It is often possible today to raise significant capital through private placements or initial public offerings by companies that do not presently have incoming revenue from a product or service. Capital may be based upon the strength of a company’s software assets, or other intellectual property.


Joint Ventures and Licensing


Companies sometimes pool expertise or bring certain assets into a venture they share or pay to use assets that are owned by another. In most cases, the assets involved are intangible, such as software. The financial terms of the joint venture are frequently dictated by the value of the software.


Various Tax Situations


When parents die and estate taxes must be assessed, any intellectual property owned by the parents, either as patents, copyrights, trademarks, etc., may need to be valued. The same applies to the assessment of income and property taxes.
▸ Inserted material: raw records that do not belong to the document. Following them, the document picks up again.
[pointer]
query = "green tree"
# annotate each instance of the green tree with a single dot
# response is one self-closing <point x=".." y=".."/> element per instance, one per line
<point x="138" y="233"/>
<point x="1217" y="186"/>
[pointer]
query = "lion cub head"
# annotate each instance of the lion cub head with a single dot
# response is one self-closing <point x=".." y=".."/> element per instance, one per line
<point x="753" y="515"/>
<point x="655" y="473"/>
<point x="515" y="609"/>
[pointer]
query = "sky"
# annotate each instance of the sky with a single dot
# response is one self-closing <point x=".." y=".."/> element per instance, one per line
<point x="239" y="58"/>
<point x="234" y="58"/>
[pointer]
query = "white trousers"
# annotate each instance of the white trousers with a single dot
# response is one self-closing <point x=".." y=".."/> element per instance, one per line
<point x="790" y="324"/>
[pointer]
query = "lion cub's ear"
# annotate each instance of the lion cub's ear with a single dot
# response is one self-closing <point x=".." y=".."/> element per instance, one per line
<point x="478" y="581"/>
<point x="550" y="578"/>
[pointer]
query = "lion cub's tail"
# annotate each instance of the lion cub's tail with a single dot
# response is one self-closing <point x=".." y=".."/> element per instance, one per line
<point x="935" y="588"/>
In addition, certain states provide tax credits for the purchase of capital items such as software as well as research and development credits for software development. In some cases federal tax guidelines provide tax advantages for software acquisition. Furthermore, because purchased software is a capital asset, it must be depreciated, and its value must be known.




For insurance purposes, the value of all capital assets (including software) must be ascertained. It is an asset that may be substantially more valuable than the tangible assets.




Prior to pursuing litigation (or defending litigation), the value of intellectual property may need to be assessed. Pre-litigation strategy, however, usually involves determining what might be the potential damages awarded and the probability of various outcomes -- rather than attempting to determine the monetary value of the intellectual property. The two inquiries, though related, are quite different.


Marital Dissolutions


Splitting the property in failed marriages now goes beyond bank accounts, homes and pension plans. Businesses that are part of marital property often possess intangible assets, including patents, copyrights, trademarks, etc.



Effect of Protection Type On Valuation of Software Assets


A software asset that has no protection has minimal value. If it is in the public domain, or it can easily enter the public domain, its main value is to an individual user for day to day use. However, certain software packages that are in the public domain are sold widely by their original developers. For some reason, competitors are unwilling to enter into the particular niche market. Nevertheless, it is safe to say that the broader the protection enjoyed by a software product, the greater the value of that product. Multiple levels of protection, as described above, enhance the value of the product by the greatest amount.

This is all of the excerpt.